If migrating from an old repository, the files may already be publicly available and you can use the file URLs from there. 


If the files are not publicly available anywhere, you will need to make them accessible to the Figshare system. 


Note: No matter what method you use, you need a way to match up the file links with your upload metadata!


Here are several suggestions: 


Ask your institution's IT department

Your IT might be able to make this easy for you. If they can make all your files available for the Batch tool, you can avoid doing this yourself. They might be able to provide an FTP server for you to use. On the other hand, why not learn a new skill and cultivate some independence from on IT? :)


Use a web server

If you are familiar with setting up webpages using Wordpress or other platforms, one option is to add the files to a web server and match up the URLs for each file with your upload metadata. A downside here is that your need access to a webserver and the files will temporarily be publicly available to anyone. Some institutions let staff and students create personal webpages using institution resources and this may work for you.


Using FTP  

Using FTP is fairly straightforward but does require some testing so you understand how it works. Every Figshare account has FTP credentials to a Figshare FTP server. This means that you can add files to a cloud server that are then accessible to the Figshare system.

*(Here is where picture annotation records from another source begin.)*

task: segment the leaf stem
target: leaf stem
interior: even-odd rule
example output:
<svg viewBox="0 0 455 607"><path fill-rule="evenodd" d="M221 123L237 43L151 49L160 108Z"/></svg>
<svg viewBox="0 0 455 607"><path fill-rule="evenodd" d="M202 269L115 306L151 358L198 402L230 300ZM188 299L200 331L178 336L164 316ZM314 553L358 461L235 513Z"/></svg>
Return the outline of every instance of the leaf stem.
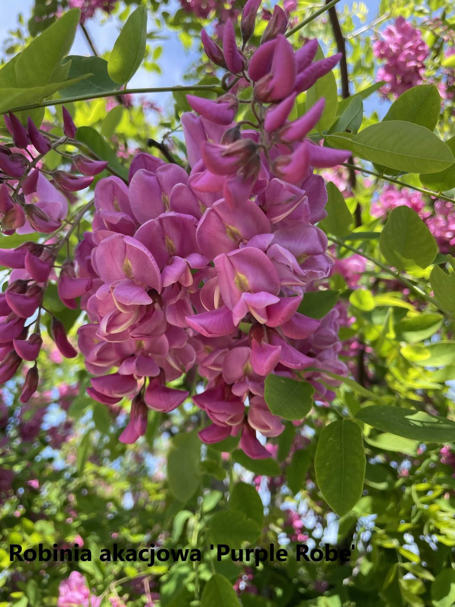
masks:
<svg viewBox="0 0 455 607"><path fill-rule="evenodd" d="M338 245L339 246L344 246L345 249L348 249L349 251L352 251L353 253L357 253L357 255L361 255L365 259L368 259L368 261L371 262L372 263L374 263L375 265L379 266L384 270L385 272L387 272L388 274L391 274L394 278L396 278L397 280L400 280L403 284L406 285L407 287L414 291L414 293L420 295L421 297L423 299L426 299L427 302L430 304L433 304L434 306L436 306L439 310L448 316L451 320L454 319L453 314L451 312L450 312L445 308L443 307L440 304L436 301L436 300L432 297L431 295L427 295L427 294L422 291L419 287L413 284L410 280L408 280L407 278L405 278L402 274L399 274L398 272L396 272L393 270L391 270L388 266L385 265L385 263L382 263L382 262L379 261L377 259L375 259L374 257L371 257L369 255L367 255L366 253L364 253L363 251L360 251L360 249L356 249L354 246L351 246L350 245L346 245L345 243L343 242L342 240L339 240L337 238L334 238L332 236L327 237L329 240L332 242L335 243L335 245Z"/></svg>
<svg viewBox="0 0 455 607"><path fill-rule="evenodd" d="M332 0L331 2L328 3L328 4L325 5L318 10L313 13L312 15L310 15L310 16L302 21L302 23L299 23L298 25L295 25L295 27L293 27L292 30L289 30L289 31L287 33L285 34L285 35L286 38L289 38L289 36L292 36L292 34L295 34L296 32L298 32L299 30L301 30L302 27L305 27L305 25L308 25L308 24L311 23L314 19L316 18L316 17L318 17L320 15L322 15L323 13L325 13L325 12L328 10L329 8L331 8L332 6L335 6L335 5L339 2L340 2L340 0Z"/></svg>
<svg viewBox="0 0 455 607"><path fill-rule="evenodd" d="M367 173L368 175L372 175L373 177L377 177L378 179L382 179L386 181L390 181L391 183L396 183L397 185L403 186L403 188L409 188L410 189L416 190L421 194L426 194L427 196L433 196L433 198L439 198L442 200L447 200L448 202L455 203L453 198L449 198L443 194L437 194L436 192L431 192L430 190L423 189L423 188L418 188L417 186L411 186L409 183L405 183L404 181L399 181L398 179L394 179L393 177L388 177L385 175L376 173L374 171L368 171L362 166L357 166L356 164L351 164L348 162L341 163L342 166L346 166L348 169L354 169L354 171L359 171L362 173Z"/></svg>
<svg viewBox="0 0 455 607"><path fill-rule="evenodd" d="M102 97L116 97L123 95L136 95L140 93L169 93L178 90L213 90L215 92L224 92L218 84L186 84L179 86L160 86L151 89L124 89L122 90L103 90L99 93L76 95L74 97L66 97L64 99L49 99L47 101L29 103L25 106L18 106L17 107L9 109L11 109L12 112L26 112L29 110L36 109L37 107L60 106L64 103L86 101L91 99L99 99ZM8 109L5 110L5 112L7 111Z"/></svg>

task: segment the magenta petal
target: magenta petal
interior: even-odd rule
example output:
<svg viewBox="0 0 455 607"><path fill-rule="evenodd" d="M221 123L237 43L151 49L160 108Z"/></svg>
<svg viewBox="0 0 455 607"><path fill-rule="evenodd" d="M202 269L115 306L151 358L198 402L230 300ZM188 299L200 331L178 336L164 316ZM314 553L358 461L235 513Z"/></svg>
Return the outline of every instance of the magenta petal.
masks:
<svg viewBox="0 0 455 607"><path fill-rule="evenodd" d="M121 375L120 373L92 378L90 382L97 392L115 398L129 396L138 387L138 382L132 375Z"/></svg>
<svg viewBox="0 0 455 607"><path fill-rule="evenodd" d="M232 428L229 426L217 426L211 424L206 428L201 430L198 436L203 443L206 445L212 445L214 443L220 443L227 438L232 432Z"/></svg>
<svg viewBox="0 0 455 607"><path fill-rule="evenodd" d="M313 62L317 53L318 42L316 38L313 38L304 44L302 48L295 51L294 56L297 67L297 73L300 73L303 70L309 67Z"/></svg>
<svg viewBox="0 0 455 607"><path fill-rule="evenodd" d="M216 101L187 95L188 103L195 112L217 124L230 124L237 114L238 103L233 95L226 95Z"/></svg>
<svg viewBox="0 0 455 607"><path fill-rule="evenodd" d="M256 430L248 424L243 426L239 446L253 459L265 459L270 457L269 452L256 438Z"/></svg>
<svg viewBox="0 0 455 607"><path fill-rule="evenodd" d="M38 333L33 333L28 339L13 340L14 349L24 361L35 361L39 354L42 339Z"/></svg>
<svg viewBox="0 0 455 607"><path fill-rule="evenodd" d="M336 150L331 148L322 148L306 141L309 155L309 163L318 169L329 168L346 162L352 154L348 150Z"/></svg>
<svg viewBox="0 0 455 607"><path fill-rule="evenodd" d="M102 402L104 405L115 405L117 402L120 402L121 400L121 397L116 398L113 396L107 396L106 395L101 394L101 392L98 392L98 390L90 386L86 389L86 392L94 401Z"/></svg>
<svg viewBox="0 0 455 607"><path fill-rule="evenodd" d="M243 69L243 58L237 48L235 32L232 22L228 19L224 25L223 35L223 54L228 69L231 73L237 74Z"/></svg>
<svg viewBox="0 0 455 607"><path fill-rule="evenodd" d="M128 424L122 433L118 437L120 443L125 445L132 445L139 438L140 435L135 428L134 422L132 420L128 422Z"/></svg>
<svg viewBox="0 0 455 607"><path fill-rule="evenodd" d="M272 345L265 342L260 344L252 339L251 361L254 372L264 376L271 373L280 361L281 353L281 346Z"/></svg>
<svg viewBox="0 0 455 607"><path fill-rule="evenodd" d="M273 132L285 124L286 119L292 111L296 97L297 94L292 93L277 106L271 106L268 109L264 122L264 128L266 131L269 133Z"/></svg>
<svg viewBox="0 0 455 607"><path fill-rule="evenodd" d="M144 400L147 406L154 411L169 413L184 402L189 396L189 392L167 388L157 378L152 379L149 384L144 395Z"/></svg>
<svg viewBox="0 0 455 607"><path fill-rule="evenodd" d="M267 308L267 322L268 327L280 327L286 322L297 311L302 301L302 296L294 297L280 297L277 304L269 305Z"/></svg>
<svg viewBox="0 0 455 607"><path fill-rule="evenodd" d="M311 89L313 84L318 80L320 78L325 76L326 73L334 69L342 58L342 53L337 53L331 57L327 57L326 59L321 59L318 61L315 61L308 67L304 69L295 79L295 87L294 90L296 93L303 93L304 90Z"/></svg>
<svg viewBox="0 0 455 607"><path fill-rule="evenodd" d="M24 260L25 270L37 282L46 282L49 277L51 265L27 251Z"/></svg>
<svg viewBox="0 0 455 607"><path fill-rule="evenodd" d="M301 118L286 124L280 133L281 141L288 143L302 141L317 124L325 106L325 99L322 97Z"/></svg>
<svg viewBox="0 0 455 607"><path fill-rule="evenodd" d="M232 313L226 306L209 312L187 316L189 326L206 337L218 337L229 335L235 328L232 322Z"/></svg>

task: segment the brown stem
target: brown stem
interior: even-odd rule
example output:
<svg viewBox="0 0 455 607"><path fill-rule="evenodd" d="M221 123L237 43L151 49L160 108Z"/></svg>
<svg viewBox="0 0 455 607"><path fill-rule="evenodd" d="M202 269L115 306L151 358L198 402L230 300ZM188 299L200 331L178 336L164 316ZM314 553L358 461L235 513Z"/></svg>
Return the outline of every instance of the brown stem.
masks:
<svg viewBox="0 0 455 607"><path fill-rule="evenodd" d="M92 38L90 37L90 34L89 33L89 32L87 30L87 28L82 23L79 23L79 25L81 26L81 29L84 32L84 35L86 37L86 39L87 40L87 41L89 43L89 46L92 49L92 52L93 53L93 55L95 55L95 57L98 57L98 54L96 52L96 49L95 48L95 45L93 44L93 42L92 41Z"/></svg>
<svg viewBox="0 0 455 607"><path fill-rule="evenodd" d="M178 163L177 161L175 158L172 155L172 154L167 149L167 146L163 143L160 143L159 141L155 141L154 139L149 139L147 141L147 145L149 148L156 148L159 149L163 155L166 158L169 162L172 163L173 164L178 164Z"/></svg>

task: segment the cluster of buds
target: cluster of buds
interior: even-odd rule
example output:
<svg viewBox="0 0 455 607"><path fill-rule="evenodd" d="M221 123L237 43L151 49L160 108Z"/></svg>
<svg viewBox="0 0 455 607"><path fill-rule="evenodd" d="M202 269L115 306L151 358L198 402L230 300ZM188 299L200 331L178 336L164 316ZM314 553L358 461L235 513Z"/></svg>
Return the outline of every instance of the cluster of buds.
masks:
<svg viewBox="0 0 455 607"><path fill-rule="evenodd" d="M244 8L244 45L259 4L250 0ZM276 436L284 425L264 399L266 376L298 379L311 367L305 379L329 401L334 383L324 371L346 372L336 315L320 321L298 310L332 265L315 225L326 215L327 195L313 169L336 166L350 152L307 138L323 100L288 120L297 95L339 55L313 61L314 40L294 52L280 11L249 59L231 21L223 50L202 34L209 57L249 81L257 124L235 123L231 92L216 101L187 95L194 112L181 122L189 176L140 154L128 186L110 177L95 188L92 231L78 246L73 278L87 280L81 305L90 322L78 330L79 347L94 376L92 398L107 405L132 399L124 443L144 434L149 409L167 413L184 402L189 393L167 383L197 364L206 385L193 399L211 421L201 439L238 435L248 455L268 457L257 431Z"/></svg>

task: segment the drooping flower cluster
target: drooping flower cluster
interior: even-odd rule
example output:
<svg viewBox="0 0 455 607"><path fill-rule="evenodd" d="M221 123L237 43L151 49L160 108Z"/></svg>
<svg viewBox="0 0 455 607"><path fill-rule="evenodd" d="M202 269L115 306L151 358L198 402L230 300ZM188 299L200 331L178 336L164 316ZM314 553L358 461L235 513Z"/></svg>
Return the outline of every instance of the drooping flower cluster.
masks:
<svg viewBox="0 0 455 607"><path fill-rule="evenodd" d="M80 22L83 24L95 15L98 8L109 15L115 8L117 0L67 0L67 2L69 8L80 9Z"/></svg>
<svg viewBox="0 0 455 607"><path fill-rule="evenodd" d="M58 587L57 607L99 607L101 597L90 592L86 578L78 571L72 571Z"/></svg>
<svg viewBox="0 0 455 607"><path fill-rule="evenodd" d="M387 27L380 35L382 39L373 45L373 53L386 63L377 70L377 79L386 83L381 89L385 97L391 93L399 97L422 83L428 47L420 30L404 17L399 17L395 24Z"/></svg>
<svg viewBox="0 0 455 607"><path fill-rule="evenodd" d="M244 41L258 4L244 7ZM211 421L202 440L240 433L249 455L267 457L256 431L274 436L284 426L264 400L266 376L320 370L306 379L317 398L330 399L334 393L319 381L323 370L345 372L336 314L315 320L298 308L332 263L315 225L326 215L326 193L312 168L335 166L349 152L306 139L323 100L287 121L297 95L339 56L313 63L316 41L294 52L283 35L287 19L270 23L249 61L231 21L223 50L203 33L211 59L233 75L247 73L257 128L234 121L238 102L231 93L216 101L189 95L200 115L181 117L189 175L141 154L128 186L111 177L95 188L93 231L76 254L76 280L92 281L81 300L90 322L78 331L79 346L95 376L92 398L106 404L133 398L124 443L145 433L148 408L169 412L186 399L166 382L197 363L207 385L194 400Z"/></svg>

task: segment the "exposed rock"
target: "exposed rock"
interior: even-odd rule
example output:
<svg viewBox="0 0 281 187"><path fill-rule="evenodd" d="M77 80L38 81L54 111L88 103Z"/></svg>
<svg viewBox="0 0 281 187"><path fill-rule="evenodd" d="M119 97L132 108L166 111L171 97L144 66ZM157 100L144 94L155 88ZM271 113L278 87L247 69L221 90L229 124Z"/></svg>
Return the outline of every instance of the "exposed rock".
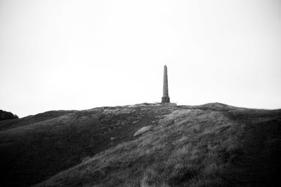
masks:
<svg viewBox="0 0 281 187"><path fill-rule="evenodd" d="M138 130L138 131L136 132L135 134L133 134L133 137L141 135L141 134L145 133L146 132L150 130L150 129L151 129L151 125L143 127Z"/></svg>

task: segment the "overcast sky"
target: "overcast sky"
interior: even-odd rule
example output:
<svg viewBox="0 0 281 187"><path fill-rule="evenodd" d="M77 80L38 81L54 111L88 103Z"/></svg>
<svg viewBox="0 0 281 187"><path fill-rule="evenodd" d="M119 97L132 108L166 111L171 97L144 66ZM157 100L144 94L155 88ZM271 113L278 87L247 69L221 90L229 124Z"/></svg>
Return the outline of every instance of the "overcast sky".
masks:
<svg viewBox="0 0 281 187"><path fill-rule="evenodd" d="M0 109L281 108L281 1L0 0Z"/></svg>

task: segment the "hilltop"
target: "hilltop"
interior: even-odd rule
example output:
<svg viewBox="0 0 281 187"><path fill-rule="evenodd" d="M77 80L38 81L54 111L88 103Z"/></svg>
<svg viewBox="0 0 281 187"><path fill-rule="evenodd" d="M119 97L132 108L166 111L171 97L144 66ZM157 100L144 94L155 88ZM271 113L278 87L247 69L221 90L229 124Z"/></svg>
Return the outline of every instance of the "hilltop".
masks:
<svg viewBox="0 0 281 187"><path fill-rule="evenodd" d="M148 131L136 135L146 127ZM0 121L4 186L270 186L281 110L141 104Z"/></svg>

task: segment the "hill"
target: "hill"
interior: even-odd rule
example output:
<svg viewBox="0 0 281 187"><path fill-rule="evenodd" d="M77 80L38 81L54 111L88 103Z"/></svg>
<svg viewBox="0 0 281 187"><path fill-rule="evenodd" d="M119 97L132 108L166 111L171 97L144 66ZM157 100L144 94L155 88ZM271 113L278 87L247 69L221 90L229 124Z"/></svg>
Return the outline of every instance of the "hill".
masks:
<svg viewBox="0 0 281 187"><path fill-rule="evenodd" d="M16 118L18 118L18 116L17 115L15 115L10 111L0 110L0 120Z"/></svg>
<svg viewBox="0 0 281 187"><path fill-rule="evenodd" d="M6 120L0 122L1 181L4 186L273 186L280 177L280 114L219 103L143 104ZM148 131L134 136L144 127Z"/></svg>

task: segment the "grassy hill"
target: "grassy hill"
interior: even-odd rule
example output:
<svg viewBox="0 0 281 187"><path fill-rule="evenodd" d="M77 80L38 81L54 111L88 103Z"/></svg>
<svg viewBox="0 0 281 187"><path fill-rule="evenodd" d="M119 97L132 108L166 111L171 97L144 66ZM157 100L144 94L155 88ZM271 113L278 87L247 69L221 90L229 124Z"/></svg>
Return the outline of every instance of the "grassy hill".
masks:
<svg viewBox="0 0 281 187"><path fill-rule="evenodd" d="M281 110L143 104L0 122L4 186L273 186L280 155Z"/></svg>

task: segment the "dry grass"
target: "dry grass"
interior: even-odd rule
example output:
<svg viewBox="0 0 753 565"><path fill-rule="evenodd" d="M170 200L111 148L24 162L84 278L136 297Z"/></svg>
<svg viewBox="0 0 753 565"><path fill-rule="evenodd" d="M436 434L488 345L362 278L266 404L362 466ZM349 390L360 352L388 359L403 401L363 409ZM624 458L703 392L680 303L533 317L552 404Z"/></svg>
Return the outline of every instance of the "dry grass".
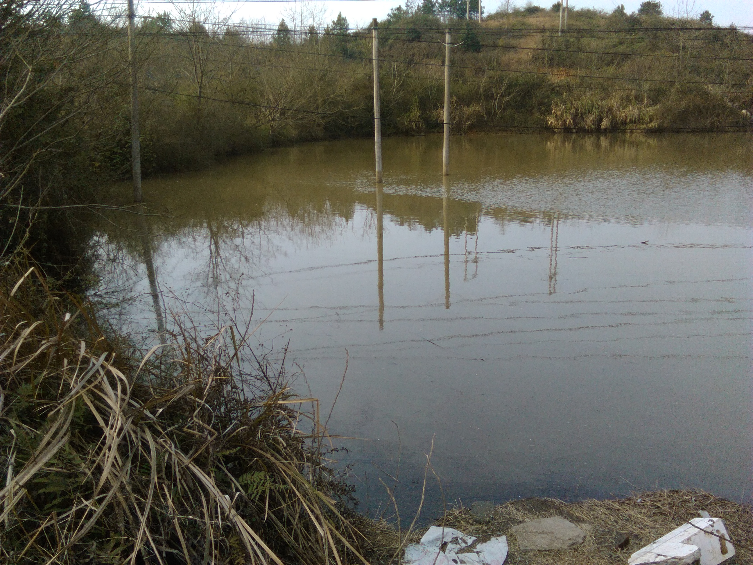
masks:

The Figshare FTP system is not designed specifically for use with the Batch tool, rather it is designed to help users upload really big files or lots of files to one or more new draft items in their account. But, you can use this system with the Batch Tool by doing the following:

  1. Follow the instructions to connect to the Figshare FTP server (do this on stage for testing and then create a new connection for production when you're ready to go)
    1. Really important note: If your Figshare account uses SSO for sign in and you clicked the button to create an FTP password, make sure the password does not have any forward or backward slashes as these may cause issues later. Recreate your password until no slashes appear and use this for the next steps. 
  2. Figshare provides a 'data' folder for you. Don't create any subfolders here! If you do this, Figshare will create draft items in your account each titled with the subfolder name. Instead, add the files for upload directly to the 'data' folder.
  3. Once they are uploaded, highlight all the files in the data folder, right click (or command click) to see the little pop up menu and select the option to copy the URLs to your clipboard.
    1. Each file URL will look like this: ftp://3801041@ftps.figshare.com/data/thisIsMyFilename.pdf
  4. Paste these URLs into your upload CSV, format them with brackets and double quotes and match each to its metadata row.
  5. Add your FTP password to the URLS manually or using Find/Replace: 
    1. Add a colon after your account number and add your password. It should look like this: ftp://3801041:myPassword@ftps.figshare.com/data/thisIsMyFilename.pdf 
    2. Note: This is where that password caveat from above is important. Certain characters will make the URL unusable.
  6. Each row in the CSV should have one or more file URLs formatted like this: ["ftp://3801041:myPassword@ftps.figshare.com/data/thisIsMyFilename.pdf"]
  7. These files will be available temporarily since Figshare cleans out the FTP server regularly.